Haverhill city councilors previously heard resident input during a Citizens Outreach Committee meeting. (WHAV News file photograph.)

Click image for Haverhill City Council agenda.

A plan to ask the state legislature to mandate election of the City Council and School Committee mostly by wards moves forward Tuesday, more than two years after the issue gained new momentum and four months after Haverhill voters favored it.

Councilors are scheduled to vote on a plan recommended in January by the Mayor’s Task Force on Ward City Council and School Committee. Both the City Council and School Committee would expand to 11 members. Task Force members backed a plan to elect seven city councilors by ward and four citywide, or at-large. For School Committee, one member from each of the city’s seven wards and three citywide would eventually be elected to two-year terms. The mayor would remain the tiebreaker.

“The new electoral system will ensure more diverse representation from every part of the city, so power is not concentrated in just a few neighborhoods. And, it will encourage more people to run for office,” said Latino Coalition of Haverhill President Manuel Matias in a statement Friday.

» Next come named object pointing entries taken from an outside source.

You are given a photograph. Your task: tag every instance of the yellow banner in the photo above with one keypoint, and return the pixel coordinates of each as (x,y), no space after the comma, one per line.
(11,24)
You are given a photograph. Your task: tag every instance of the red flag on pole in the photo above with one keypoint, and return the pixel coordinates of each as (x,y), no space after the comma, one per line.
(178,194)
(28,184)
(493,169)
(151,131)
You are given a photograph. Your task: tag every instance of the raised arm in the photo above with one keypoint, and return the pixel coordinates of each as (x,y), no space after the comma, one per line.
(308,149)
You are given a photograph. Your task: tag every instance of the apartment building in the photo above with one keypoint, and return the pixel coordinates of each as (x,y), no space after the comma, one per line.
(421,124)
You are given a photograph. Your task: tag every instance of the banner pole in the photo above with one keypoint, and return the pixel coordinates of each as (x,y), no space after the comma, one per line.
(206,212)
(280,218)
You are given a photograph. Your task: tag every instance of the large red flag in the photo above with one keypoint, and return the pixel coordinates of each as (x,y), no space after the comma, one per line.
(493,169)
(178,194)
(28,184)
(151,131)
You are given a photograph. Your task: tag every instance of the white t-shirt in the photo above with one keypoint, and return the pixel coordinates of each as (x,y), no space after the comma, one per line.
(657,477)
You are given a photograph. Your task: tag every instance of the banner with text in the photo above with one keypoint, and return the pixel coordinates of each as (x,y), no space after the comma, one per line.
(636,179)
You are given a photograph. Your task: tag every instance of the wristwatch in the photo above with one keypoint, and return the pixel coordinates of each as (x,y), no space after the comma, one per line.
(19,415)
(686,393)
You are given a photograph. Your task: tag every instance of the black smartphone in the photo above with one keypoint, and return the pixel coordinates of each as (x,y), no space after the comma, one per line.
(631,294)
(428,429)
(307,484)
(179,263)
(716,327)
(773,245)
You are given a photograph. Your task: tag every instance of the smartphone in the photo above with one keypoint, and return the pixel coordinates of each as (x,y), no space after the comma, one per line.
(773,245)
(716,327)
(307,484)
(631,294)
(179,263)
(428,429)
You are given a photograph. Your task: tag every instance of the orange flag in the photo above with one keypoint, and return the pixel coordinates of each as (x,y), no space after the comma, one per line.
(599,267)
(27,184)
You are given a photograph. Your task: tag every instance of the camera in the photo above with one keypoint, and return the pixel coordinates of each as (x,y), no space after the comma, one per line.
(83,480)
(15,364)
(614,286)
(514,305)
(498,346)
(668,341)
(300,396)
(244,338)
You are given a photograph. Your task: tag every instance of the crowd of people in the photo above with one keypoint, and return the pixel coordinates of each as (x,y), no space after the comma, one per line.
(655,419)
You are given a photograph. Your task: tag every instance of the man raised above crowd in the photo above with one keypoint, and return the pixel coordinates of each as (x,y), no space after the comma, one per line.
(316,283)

Councilors will also consider delaying implementation of ward elections for the three School Committee members elected last fall to four-year terms. This would allow members Paul A. Magliocchetti, Richard J. Rosa and Maura L. Ryan-Ciardiello to complete their terms.

The Latino Coalition and Greater Haverhill Indivisible launched the current effort in January 2020 when it presented a forum, “Exploring the Possibility of Neighborhood Representation.” The forum, which also introduced the idea of electing both the School Committee and City Council by ward, became the most significant effort to alter the city charter in more than 50 years.

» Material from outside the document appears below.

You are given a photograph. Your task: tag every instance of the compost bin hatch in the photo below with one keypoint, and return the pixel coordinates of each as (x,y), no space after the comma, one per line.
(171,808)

Greater Haverhill Indivisible members emailed city councilors this weekend, writing, “We urge you to vote “YES” on the New Hybrid Ward Based Electoral System and send it to the state legislature for final approval. Having a ward system will help Haverhill’s diversity, with policy implications in terms of fair distribution of city services to all neighborhoods.”

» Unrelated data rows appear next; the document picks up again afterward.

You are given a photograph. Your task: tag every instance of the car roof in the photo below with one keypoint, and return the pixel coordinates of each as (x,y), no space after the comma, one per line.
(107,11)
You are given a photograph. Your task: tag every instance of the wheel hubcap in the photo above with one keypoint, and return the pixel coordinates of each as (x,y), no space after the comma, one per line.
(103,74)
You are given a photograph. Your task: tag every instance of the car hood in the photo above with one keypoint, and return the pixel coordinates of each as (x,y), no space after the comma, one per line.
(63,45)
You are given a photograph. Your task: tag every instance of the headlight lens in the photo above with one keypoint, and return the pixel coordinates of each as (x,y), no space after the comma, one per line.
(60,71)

The group’s message adds, “Having a councilor and school committee member from each district that we can contact about the issues specific to our neighborhoods and someone who can voice our concerns on the Council will benefit all Haverhill residents. Since the welfare of each neighborhood is affected with the city services that we all share, including some at-large seats at the Council and School Committee will also ensure that issues that affect the larger community are taken into account.”

Last November, 65% of Haverhill voters backed the concept in two non-binding referendum questions on the ballot.

Last July, Boston-based Lawyers for Civil Rights made it clear publicly for the first time that it is working with Haverhill’s Latino Coalition when it sent a letter demanding change to the city’s methods of electing city councilors and School Committee members. The group’s litigation director, Oren Sellstrom, had served as a panelist during the 2020 Haverhill forum.

At the same forum, it was MassInc’s Ben Forman who planted the idea of also electing the School Committee by neighborhood. He pointed to research showing school committees in Gateway Cities do not reflect the same diversity as its student populations.

The Haverhill City Council meets at 7 p.m. remotely and in-person at the Theodore A. Pelosi Jr. Council Chambers, room 202, Haverhill City Hall, 4 Summer St., As a public service, 97.9 WHAV plans to carry the meeting live.